Because the SPM is more comprehensive, it yields different estimates of programs’ effects on poverty than those shown earlier in this analysis.  For example, using the SPM, SNAP benefits kept 4.7 million people above the poverty line in 2011 and the EITC and Child Tax Credit kept 9.4 million people out of poverty

[5] Arloc Sherman, Danilo Trisi, and Sharon Parrott, “Various Supports for Low-Income Families Reduce Poverty and Have Long-Term Positive Effects On Families and Children,” Center on Budget and Policy Priorities, July 30, 2013, www.cbpp.org/files/7-30-13pov.pdf.

[6] Non-cash benefits are estimated as follows.  In 1979, the earliest year for which non-cash and tax estimates are available in the Census data, counting food stamps as income added an average of $1,072 to size-adjusted household income for the bottom fifth of Americans; to approximate their effect on income in 1964, we multiply this figure by 1.1 percent, which is the ratio of total SNAP benefit payments in 1964 to such payments in 1979 on an inflation-adjusted per-capita basis according to budget and population data from the Bureau of Economic Analysis, with a result of $12 in 1964 (in 2012 CPI-U-RS dollars).  Similarly, housing assistance added $1,076 to income in 1979; we multiply this by 11.8 percent, which was the ratio of housing benefits in 1964 to such benefits in 1979 on a per-capita inflation-adjusted basis, which adds $126.  The two major tax credits (the EITC and Child Tax Credit) did not exist in 1964.  So in total we estimate that major non-cash benefits added $12 plus $126, or $138, to average incomes of the bottom fifth in 1964.

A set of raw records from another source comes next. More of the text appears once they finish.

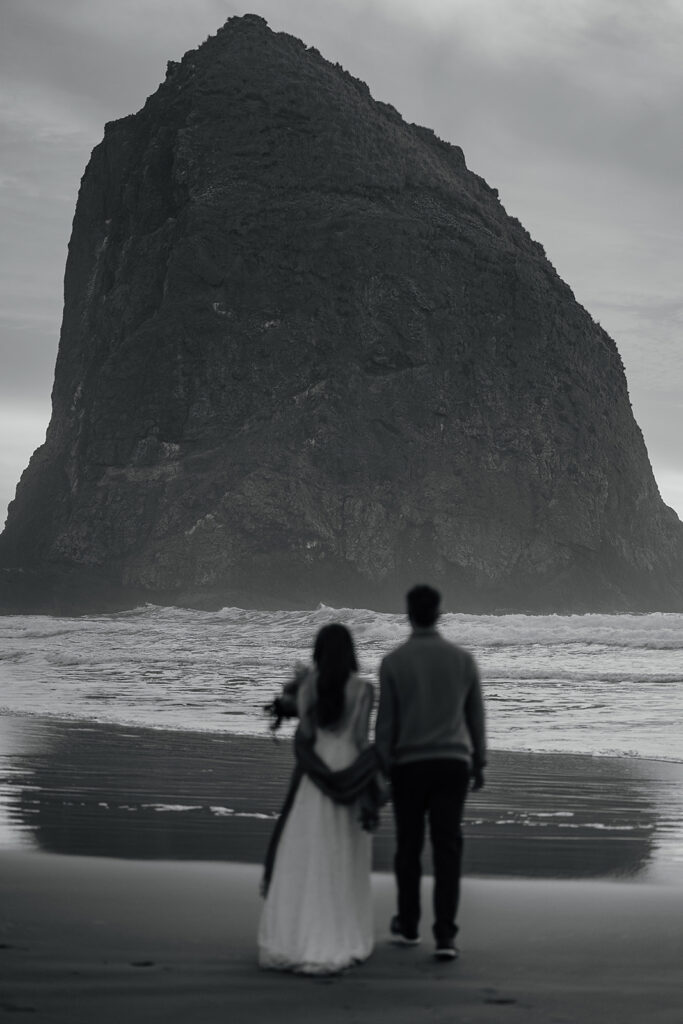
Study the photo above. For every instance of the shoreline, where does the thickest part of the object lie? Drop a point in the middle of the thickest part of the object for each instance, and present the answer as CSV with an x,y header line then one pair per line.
x,y
136,793
105,939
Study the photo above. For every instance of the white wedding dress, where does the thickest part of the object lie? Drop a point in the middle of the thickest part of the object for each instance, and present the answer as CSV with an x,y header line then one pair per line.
x,y
317,916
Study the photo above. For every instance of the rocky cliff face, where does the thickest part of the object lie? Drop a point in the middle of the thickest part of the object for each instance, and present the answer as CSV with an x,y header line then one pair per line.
x,y
307,356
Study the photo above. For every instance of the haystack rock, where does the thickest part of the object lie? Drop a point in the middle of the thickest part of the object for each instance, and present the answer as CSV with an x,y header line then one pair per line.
x,y
307,356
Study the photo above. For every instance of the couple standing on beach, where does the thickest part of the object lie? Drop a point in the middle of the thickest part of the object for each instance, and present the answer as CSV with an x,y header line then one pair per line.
x,y
429,741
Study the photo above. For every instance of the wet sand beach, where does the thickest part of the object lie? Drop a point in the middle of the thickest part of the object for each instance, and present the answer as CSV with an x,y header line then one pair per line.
x,y
87,939
129,889
83,788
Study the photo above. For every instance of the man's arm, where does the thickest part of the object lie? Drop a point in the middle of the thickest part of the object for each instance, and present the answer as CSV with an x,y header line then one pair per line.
x,y
387,719
475,719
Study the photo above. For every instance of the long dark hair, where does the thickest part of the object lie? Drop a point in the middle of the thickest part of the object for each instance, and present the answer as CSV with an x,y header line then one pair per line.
x,y
335,658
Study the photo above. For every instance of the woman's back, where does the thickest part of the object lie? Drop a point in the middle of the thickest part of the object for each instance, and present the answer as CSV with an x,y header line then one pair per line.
x,y
338,744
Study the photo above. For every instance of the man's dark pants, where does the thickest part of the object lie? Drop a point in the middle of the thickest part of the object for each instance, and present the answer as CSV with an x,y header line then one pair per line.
x,y
436,788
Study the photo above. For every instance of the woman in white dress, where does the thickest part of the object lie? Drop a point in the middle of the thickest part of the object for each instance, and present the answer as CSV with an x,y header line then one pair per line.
x,y
317,914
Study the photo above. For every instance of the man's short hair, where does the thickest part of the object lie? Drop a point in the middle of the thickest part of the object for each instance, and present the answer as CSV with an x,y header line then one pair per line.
x,y
423,604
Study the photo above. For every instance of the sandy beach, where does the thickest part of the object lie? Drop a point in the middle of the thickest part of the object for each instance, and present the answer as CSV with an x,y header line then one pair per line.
x,y
129,870
86,939
87,788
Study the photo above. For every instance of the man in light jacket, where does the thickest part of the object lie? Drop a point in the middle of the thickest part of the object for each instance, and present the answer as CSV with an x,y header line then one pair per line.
x,y
431,739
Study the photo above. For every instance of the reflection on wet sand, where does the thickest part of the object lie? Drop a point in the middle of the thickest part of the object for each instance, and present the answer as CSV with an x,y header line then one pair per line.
x,y
113,791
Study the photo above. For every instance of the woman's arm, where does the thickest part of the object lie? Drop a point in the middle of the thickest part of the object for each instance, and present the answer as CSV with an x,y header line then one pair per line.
x,y
361,717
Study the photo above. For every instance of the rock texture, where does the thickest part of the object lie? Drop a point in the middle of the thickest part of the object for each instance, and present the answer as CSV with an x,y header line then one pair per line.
x,y
307,356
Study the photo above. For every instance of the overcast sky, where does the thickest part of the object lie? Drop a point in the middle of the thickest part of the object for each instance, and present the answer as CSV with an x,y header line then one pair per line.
x,y
571,110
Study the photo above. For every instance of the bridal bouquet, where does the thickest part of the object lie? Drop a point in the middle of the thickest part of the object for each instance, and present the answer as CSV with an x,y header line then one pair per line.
x,y
285,705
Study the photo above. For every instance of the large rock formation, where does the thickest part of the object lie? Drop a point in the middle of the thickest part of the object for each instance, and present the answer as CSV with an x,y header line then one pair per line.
x,y
307,356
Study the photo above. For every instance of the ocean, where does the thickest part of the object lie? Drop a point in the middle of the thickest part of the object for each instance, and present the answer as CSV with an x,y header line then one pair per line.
x,y
584,684
141,734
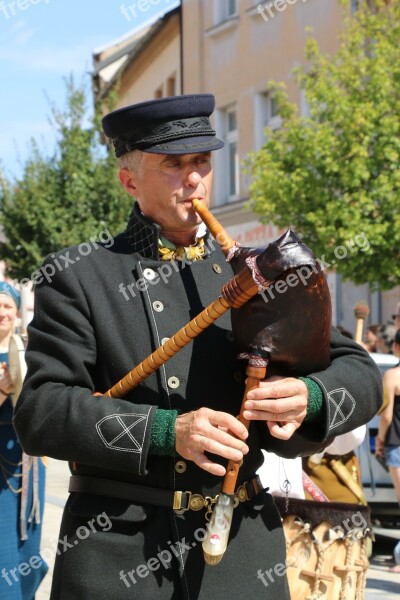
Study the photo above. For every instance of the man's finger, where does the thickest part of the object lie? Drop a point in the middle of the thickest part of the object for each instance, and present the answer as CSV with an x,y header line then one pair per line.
x,y
282,431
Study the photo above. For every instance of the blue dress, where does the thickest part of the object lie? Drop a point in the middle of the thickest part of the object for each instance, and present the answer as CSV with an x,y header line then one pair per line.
x,y
21,566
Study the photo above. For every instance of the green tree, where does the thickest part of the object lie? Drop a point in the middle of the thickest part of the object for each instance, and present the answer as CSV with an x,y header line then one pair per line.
x,y
63,199
336,175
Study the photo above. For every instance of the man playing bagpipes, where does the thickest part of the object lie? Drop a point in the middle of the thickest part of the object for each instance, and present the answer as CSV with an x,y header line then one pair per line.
x,y
153,460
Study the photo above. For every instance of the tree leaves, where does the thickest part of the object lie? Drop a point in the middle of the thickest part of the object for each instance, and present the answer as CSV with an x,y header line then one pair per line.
x,y
336,175
63,199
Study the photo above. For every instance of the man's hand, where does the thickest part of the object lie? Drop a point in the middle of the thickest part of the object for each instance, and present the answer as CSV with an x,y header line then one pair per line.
x,y
281,402
207,430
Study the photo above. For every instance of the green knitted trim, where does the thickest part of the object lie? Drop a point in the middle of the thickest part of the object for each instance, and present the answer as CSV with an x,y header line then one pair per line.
x,y
162,440
315,399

[7] Like the Congressional Budget Office, we adjust household incomes for household size by dividing by the square root of the number of people in the household.  The incomes presented here are equivalent to those for a four-person household.

[8] Like the Census Bureau, we adjust income figures for inflation using the Bureau of Labor Statistics Consumer Price Index for All Urban Consumers Research Series (CPI-U-RS), which approximates what inflation would have been in each year since 1977 if measured consistently using current inflation-adjustment methods.  Because this series does not exist before 1977, we use annual rates of inflation from an earlier BLS research series (the CPI-U-X1) for 1967-1977 and from the standard CPI-U for earlier years.

[9]  For additional discussion of who gained and lost from changes in the safety net since 1984, see Yonatan Ben-Shalom, Robert A. Moffitt, and John Karl Scholz, “An Assessment of the Effectiveness of Anti-Poverty Programs in the United States,” Prepared for the 2012 Oxford Handbook of the Economics of Poverty, Chapter 22.  A version of this study is available at:http://www.irp.wisc.edu/publications/dps/pdfs/dp139211.pdf.

[10] Hourly wages are from the Bureau of Labor Statistics and are adjusted by the same inflator described in footnote 8 above.